After you’ve gotten it read with suggested changes, make said changes and send it back around for another cycle. Here’s the specific rundown of how things went with Orwell Industries:

1. I came up with the high concept of Orwell Industries. I wanted an evil megacorporation that could be easily integrated into anyone’s superhero campaign. I jotted down some notes and discussed this with the writer I tapped for the project, Butch Curry.

2. Butch expanded upon the basic concept and fleshed it out. This is the pitch on how he’d handle the project.

3. I reviewed this, paying particular attention to how it was fleshed out and what directions he took parts of it. Overall, I was very pleased with everything and gave him a green light for the full treatment.

4. Butch prepares a full draft and sends it to me. I read through it fully, jazzed about the characters and flavours of OI and start to line edit it when the cavalry comes, an outside editor. I’ve heard of such things in rumour and myth, but they actually exist and Jodi Black is brought on board.

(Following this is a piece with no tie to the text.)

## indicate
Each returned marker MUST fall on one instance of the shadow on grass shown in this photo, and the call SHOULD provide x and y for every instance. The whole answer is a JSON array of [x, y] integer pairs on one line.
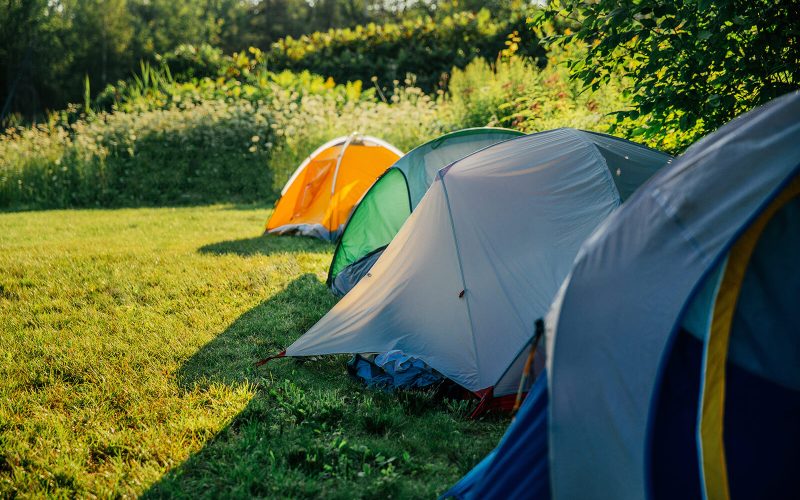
[[310, 431], [264, 245], [234, 462]]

5. I happily hand off the manuscript to Jodi and she edits it and returns it back to me. I scan it briefly, paying particular attention to her notes, and deliberate over what to do next.

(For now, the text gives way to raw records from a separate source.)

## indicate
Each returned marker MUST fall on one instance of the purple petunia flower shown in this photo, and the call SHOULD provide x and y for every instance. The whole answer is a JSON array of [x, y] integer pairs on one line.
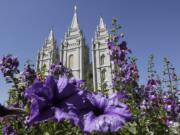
[[9, 111], [55, 100], [106, 116], [8, 130]]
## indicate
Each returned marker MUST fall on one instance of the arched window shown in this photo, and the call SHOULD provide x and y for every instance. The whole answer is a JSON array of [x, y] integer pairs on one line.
[[102, 59], [71, 61], [103, 74]]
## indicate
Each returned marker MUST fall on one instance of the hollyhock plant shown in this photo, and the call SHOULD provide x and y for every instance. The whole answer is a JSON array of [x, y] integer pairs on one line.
[[106, 116]]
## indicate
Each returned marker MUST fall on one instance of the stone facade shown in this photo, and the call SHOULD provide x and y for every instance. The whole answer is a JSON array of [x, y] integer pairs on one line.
[[74, 53], [100, 57], [48, 54]]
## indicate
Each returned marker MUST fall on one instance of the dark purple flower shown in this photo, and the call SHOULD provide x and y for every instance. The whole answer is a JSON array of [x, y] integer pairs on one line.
[[106, 116], [9, 111], [55, 100], [77, 83], [8, 130]]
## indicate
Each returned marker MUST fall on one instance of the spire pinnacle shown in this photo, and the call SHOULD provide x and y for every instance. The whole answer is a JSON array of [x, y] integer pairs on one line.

6. Butch suggests he go through her edits and ship back a corrected draft to me with his insights, edits, and suggestions. This is the one I get and closely read over.

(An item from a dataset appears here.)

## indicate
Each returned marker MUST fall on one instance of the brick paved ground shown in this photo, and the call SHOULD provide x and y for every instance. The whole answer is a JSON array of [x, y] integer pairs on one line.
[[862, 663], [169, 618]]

A brief aside: Parallel to this, I’m dealing with selecting an artist, art directions, and so on, plus working on Agents of Oblivion edits for True20 and hammering away on RunePunk and Iron Dynasty.

7. Reading over this twice edited copy, I begin to tweak, twist, and modify things so they fit into the company vision. Not trying to sound particularly corporate here or even, extensibly, literary, but I believe product lines should have a particular voice unique to each of them or, if not to each of them, at least polished, professional, and complimentary to the company as a whole. This is theoretical, mind you, we’ll see how it works out in practice. ;)

8. After I make my edits, I ship it back to Jodi for her perusal which is where it stands at the particular moment.

A second brief aside: While all this writing and editing is going on, work proceeds apace as final decisions are being made for fonts, layout, and incoming art is reviewed for consistency with the given direction and the feel of the work. So, execution is truly a two part phase. You’ve got the preparation of the disparate parts: the writing and the artwork and then you’ve got the presentation: fonts, layout, and so on.

As Orwell Industries is rapidly reaching the second phase, we may well address those particular issues post-mortem.

In any case, I’d like to show you a bit more of the art as it moves into its final form.

George Thomas Orwell in inky glory!


The finished Orwell illustration.


I hope you enjoyed this week inside Orwell Industries and look forward to the PDF coming soon!